Frontline to convert tanker
LONDON (Bloomberg) — Bermuda-based Frontline Ltd., the world’s biggest oil-tanker owner by capacity, said it will convert a vessel into a heavy-lift ship to benefit from rising oil-rig construction.
There are a “limited number” of heavy-lift vessels available, Frontline said. Demand for the ships to transport oil-rig parts is increasing as a rally in crude prices over the past five years spurs oil companies to boost production and exploration. Tanker owners are also up against a 2010 deadline when some of their ships will be banned from carrying oil.
The ship Frontline is converting has only one layer of steel separating its cargo from the ocean so it carries a greater risk of spillage in the event of an accident. Such vessels are due to be banned from carrying oil under United Nations-led rules that come into force in 2010 and take full effect five years later.
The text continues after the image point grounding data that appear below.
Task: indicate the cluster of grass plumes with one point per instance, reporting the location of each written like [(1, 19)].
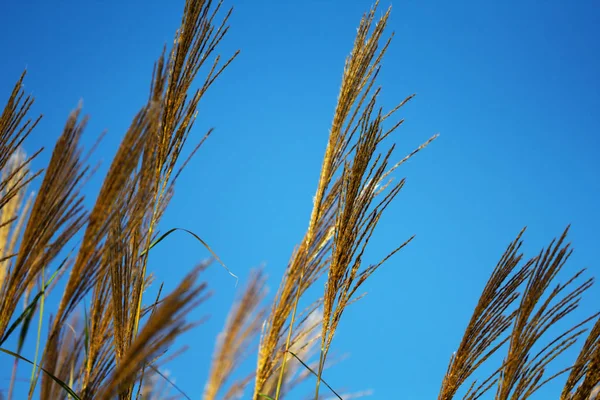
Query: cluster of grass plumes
[(116, 349)]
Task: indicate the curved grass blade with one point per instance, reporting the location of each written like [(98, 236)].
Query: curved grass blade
[(27, 314), (169, 381), (55, 379), (170, 231), (315, 374)]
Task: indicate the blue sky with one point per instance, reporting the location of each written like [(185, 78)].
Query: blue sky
[(512, 87)]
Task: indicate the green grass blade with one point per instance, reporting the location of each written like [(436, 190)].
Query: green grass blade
[(315, 374), (170, 231), (55, 379)]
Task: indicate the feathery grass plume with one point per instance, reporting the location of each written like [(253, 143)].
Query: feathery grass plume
[(99, 340), (303, 346), (362, 179), (312, 256), (12, 214), (524, 372), (495, 323), (584, 377), (243, 324), (57, 214), (158, 333), (490, 320), (69, 362), (195, 41), (87, 266), (13, 126)]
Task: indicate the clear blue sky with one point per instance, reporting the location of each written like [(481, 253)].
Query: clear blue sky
[(513, 87)]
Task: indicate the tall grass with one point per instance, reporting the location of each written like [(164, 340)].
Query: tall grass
[(116, 348)]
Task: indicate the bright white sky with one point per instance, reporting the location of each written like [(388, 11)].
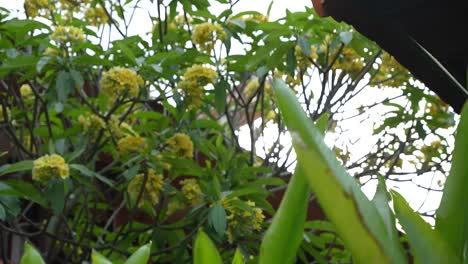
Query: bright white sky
[(363, 131)]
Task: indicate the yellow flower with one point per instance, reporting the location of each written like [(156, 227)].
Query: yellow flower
[(131, 144), (206, 35), (48, 167), (120, 81), (242, 222), (193, 82), (63, 34), (26, 91), (96, 16), (182, 145), (34, 6), (153, 185), (191, 191)]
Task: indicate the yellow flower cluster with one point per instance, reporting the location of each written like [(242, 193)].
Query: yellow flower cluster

Frontline had an option to convert Front Tar<$>. It has a further four options to convert tankers to heavy-lift vessels, and is looking for more, Oscar Spieler, chief executive officer of Sea Production Management AS, a Frontline unit dedicated to converting single-hull tankers, said by phone from Oslo yesterday. Another ship, Front Sunda, is due to be delivered from a conversion yard next year.
Shares of Frontline dropped two kroner, or one percent, to 198.5 kroner as of 9.13 a.m. in Oslo. They have slipped 21 percent this year, valuing the company at 14.9 billion kroner ($2.42 billion).